Kur’an-ı Kerim, insanlara, özellikle de Müslüman gençliğe rehberlik yaparak işte başarının sırrının çaba olduğunu ve hayatta çabasız başarı elde etmenin mümkün olmadığını anlatmaktadır.
“İnsan için çalıştığından başka şey yoktur.”[4]
İslam Peygamberi (Allah’ın selamı ona ve pak Âl’ine olsun) hayatta çok çaba gösteren, çalışan insanları, evin dışında durup sürekli kapı çalan insana benzetmiş ve bunun mutlaka sonuç vereceğini açıklamıştır.
“Kapının kulpunu döven içeri girer.”[5]
Peygamber dedi, çalsan bir kapı
Sonuçta bir baş uzanır dışarı
Bu konuda İmam Ali (Allah’ın selamı üzerine olsun) şöyle buyurmaktadır:
“Kapının kulpunu ısrarla vuran, içeriye yol bulur.”[6]

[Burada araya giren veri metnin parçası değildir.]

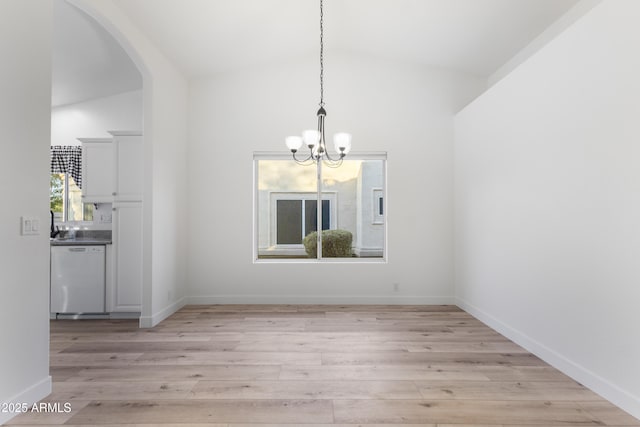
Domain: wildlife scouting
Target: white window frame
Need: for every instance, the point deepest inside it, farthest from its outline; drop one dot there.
(61, 219)
(282, 155)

“Bir şeyin peşine düşen (isteyen) kimse, istediğinin hepsini veya bir bölümünü elde eder.”[7]
“Her kim, bir iş için bütün gücüyle uğraş verse istediği gerçeğe kavuşur.”[8]
“Çaba, bulmak ile birliktedir.”[9]
“Çabasını bir işte harcayan, (o) muradına kavuşur.”[10]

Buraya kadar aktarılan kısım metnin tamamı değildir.